Modelling of a Bio-inspired Bistable Structure for Potential Application in Fish Telemetry Tags

Monitoring of aquatic life is important for assessing long-term impacts on activities associated with fish stock and migration. One promising approach for long-term monitoring involves the development of self-powered telemetry devices capable of powering themselves by harnessing energy from the fish body undulations using implanted devices or from fluid motions generated by fish swimming using external devices. One of the latter devices is a broadband low frequency nonlinear bistable energy harvester. This cost-effective harvester has been inspired from the doubly curved leaf blades of a Venus-fly trap. This work ex- amines the static behavior of such a bio-inspired bistable energy harvester by analyzing its force-displacement characteristics. The objective is to identify crucial design parameters to optimize the harvester's performance for potential application in self-powered fish telemetry tags. The unique characteristics of the hysteresis loop and snap-through discontinuity of the bistable structure are investigated using experimentation and finite element analysis.
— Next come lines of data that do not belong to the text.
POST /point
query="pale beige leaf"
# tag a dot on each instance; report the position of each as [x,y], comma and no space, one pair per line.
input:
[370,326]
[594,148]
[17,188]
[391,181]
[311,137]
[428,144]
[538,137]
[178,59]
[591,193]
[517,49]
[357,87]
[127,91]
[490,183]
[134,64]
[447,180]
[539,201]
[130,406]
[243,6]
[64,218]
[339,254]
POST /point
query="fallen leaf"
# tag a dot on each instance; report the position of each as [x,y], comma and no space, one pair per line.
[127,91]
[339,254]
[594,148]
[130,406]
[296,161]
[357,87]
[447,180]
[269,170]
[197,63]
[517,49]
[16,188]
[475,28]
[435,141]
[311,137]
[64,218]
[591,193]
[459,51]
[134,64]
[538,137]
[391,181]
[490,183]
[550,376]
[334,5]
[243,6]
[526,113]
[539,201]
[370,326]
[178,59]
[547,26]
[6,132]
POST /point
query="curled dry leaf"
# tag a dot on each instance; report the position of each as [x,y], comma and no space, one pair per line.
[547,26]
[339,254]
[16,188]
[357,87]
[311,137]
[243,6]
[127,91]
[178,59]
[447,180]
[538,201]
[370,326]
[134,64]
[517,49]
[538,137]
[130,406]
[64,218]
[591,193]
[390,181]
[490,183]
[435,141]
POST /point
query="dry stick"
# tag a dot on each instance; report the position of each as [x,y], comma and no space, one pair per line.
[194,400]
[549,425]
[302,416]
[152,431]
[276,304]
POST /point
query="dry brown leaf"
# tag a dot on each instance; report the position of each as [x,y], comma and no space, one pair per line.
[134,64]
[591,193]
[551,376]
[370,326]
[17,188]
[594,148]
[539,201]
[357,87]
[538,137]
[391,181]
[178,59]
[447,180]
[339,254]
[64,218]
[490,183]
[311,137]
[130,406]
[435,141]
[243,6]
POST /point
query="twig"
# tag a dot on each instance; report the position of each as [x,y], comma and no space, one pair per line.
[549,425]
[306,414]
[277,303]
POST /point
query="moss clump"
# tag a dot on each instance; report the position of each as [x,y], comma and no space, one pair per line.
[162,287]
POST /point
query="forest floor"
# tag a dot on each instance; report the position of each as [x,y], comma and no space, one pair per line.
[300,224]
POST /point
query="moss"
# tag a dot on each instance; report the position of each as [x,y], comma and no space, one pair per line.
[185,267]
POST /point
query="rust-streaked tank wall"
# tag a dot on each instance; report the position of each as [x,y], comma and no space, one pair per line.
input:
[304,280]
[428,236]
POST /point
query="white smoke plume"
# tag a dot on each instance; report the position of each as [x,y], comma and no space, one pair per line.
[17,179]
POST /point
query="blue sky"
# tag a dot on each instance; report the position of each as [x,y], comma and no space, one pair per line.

The finite element model is found to qualitatively replicate experimental observations. Addition- ally, geometrical and assembly parameters that affect the force-displacement behavior of the harvester are identified. A sensitivity analysis is performed to determine the effect of the aspect ratio, buckling displacement and thickness of the proposed harvester on the static force-displacement curve. The sensitivity analysis has highlighted that the assembly and geometric parameters of the bistable structure affect multiple aspects of the force-displacement behavior simultaneously. Hence, analytical modeling has been attempted using the theory of lateral torsional buckling to further investigate the complex influence of the said parameters.